Прикосновение ласковой волны приятно, но жар все усиливается, и вот уже волосы, не защищенные шляпкой, начинают скручиваться спиральками, лоб охватывает раскаленный обруч, а в расплавленные легкие не попадает воздух. Она хочет закричать, позвать на помощь, но сухой рот палит как от кислоты, и даже ведром воды невозможно его увлажнить и остудить. Повернуться бок она тоже не может – невидимая тяжесть прижимает её к нагретому песку, не дает свободно вздохнуть.
Почему ей никто не поможет? Она здесь одна? А где Кирилл?
– К-к-к-крил, – шепчут пересохшие губы.
Но вместо улыбающегося лица Кирилла появляется чужое – злое, бородатое.
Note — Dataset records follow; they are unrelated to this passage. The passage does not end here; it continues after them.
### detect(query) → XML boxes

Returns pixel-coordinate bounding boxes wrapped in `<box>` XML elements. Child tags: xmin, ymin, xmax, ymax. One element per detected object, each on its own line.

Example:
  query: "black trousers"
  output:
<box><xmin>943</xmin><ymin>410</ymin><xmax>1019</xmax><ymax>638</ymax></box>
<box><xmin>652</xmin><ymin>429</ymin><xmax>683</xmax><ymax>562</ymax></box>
Воспаленные веки прикрывают красноту глаз, зрачки расширены, в самой глубине мелькает страх. Чего он боится? Может, с ней что-то не так?
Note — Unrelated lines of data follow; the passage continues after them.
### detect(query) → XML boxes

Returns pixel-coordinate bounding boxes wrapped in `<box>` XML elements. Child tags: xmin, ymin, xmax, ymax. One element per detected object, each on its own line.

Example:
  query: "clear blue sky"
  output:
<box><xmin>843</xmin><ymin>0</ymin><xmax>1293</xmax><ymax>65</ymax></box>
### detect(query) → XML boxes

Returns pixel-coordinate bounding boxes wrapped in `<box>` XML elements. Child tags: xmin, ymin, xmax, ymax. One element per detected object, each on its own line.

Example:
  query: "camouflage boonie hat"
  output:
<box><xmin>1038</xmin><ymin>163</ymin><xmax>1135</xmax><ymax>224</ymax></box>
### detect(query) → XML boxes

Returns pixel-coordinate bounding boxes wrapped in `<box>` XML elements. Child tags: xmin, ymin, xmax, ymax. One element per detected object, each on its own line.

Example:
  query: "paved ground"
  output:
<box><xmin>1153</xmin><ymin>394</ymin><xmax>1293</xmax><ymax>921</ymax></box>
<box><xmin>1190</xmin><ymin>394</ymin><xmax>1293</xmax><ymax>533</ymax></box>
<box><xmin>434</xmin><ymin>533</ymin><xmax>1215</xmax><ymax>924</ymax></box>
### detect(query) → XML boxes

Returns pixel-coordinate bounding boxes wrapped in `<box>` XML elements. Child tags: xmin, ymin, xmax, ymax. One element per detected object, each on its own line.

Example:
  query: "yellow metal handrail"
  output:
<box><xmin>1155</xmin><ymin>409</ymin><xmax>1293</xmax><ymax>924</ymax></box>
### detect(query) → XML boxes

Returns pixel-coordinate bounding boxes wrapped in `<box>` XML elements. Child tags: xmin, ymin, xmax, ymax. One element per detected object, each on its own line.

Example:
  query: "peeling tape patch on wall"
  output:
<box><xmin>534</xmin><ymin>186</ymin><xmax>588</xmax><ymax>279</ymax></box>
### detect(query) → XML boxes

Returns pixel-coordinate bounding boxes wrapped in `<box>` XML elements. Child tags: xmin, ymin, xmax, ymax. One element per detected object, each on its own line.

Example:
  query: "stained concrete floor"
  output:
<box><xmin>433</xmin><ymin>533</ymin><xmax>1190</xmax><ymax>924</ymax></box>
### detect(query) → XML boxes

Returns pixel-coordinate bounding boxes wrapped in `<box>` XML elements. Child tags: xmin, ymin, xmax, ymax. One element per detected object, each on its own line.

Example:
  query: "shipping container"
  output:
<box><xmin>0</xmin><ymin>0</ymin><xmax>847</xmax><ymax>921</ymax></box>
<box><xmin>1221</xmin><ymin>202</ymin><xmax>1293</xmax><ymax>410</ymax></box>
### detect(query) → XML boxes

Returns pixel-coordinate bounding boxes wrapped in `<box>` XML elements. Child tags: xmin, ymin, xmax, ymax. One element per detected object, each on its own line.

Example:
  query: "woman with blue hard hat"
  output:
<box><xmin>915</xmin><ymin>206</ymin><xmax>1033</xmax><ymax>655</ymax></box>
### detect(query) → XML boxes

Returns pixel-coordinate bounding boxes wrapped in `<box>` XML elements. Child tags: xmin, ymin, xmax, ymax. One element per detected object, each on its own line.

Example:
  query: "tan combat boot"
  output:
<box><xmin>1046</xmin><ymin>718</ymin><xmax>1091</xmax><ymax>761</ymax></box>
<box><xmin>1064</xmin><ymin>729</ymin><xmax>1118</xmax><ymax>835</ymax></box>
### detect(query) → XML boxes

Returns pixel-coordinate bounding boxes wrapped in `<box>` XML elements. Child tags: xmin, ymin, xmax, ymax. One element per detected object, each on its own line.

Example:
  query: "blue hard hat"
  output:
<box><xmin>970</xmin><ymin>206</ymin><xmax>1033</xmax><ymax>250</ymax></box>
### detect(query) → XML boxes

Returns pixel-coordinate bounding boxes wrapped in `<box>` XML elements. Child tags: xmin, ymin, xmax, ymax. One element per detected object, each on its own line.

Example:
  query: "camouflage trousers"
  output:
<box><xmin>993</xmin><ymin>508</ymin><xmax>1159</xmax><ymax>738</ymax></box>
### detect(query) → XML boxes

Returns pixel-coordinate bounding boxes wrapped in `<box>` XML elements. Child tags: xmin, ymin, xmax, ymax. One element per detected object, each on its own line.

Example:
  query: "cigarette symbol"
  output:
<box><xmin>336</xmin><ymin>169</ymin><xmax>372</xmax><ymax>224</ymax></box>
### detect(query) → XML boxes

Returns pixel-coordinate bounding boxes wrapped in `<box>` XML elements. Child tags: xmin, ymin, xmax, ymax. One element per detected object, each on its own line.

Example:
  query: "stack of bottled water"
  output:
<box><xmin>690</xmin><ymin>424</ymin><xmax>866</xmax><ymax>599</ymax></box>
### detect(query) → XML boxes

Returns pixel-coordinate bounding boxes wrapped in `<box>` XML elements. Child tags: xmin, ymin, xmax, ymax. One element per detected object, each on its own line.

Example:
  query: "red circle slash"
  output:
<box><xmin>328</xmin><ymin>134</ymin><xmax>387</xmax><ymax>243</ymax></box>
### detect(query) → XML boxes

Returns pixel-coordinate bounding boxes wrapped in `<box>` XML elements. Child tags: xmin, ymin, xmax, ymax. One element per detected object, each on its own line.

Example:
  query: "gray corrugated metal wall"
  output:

Женщина пытается пошевелиться, но ей удается лишь повернуть голову. Это явно не пляж, не берег моря…Все вокруг темное, мрачное. Как в подземелье. Где она?
– Оля, Оля, – губы мужчины в отросшей щетине шевелятся, – очнись.
Откуда-то появляется кружка, мужчина приподнимает ей голову, подносит кружку к губам. В кружке теплый чай. Сладкий. С каким-то знакомым запахом. Мята? Нет, липа. В детстве бабушка её поила липовым цветом при кашле. А еще добавляла мед. Бабушка, бабушка…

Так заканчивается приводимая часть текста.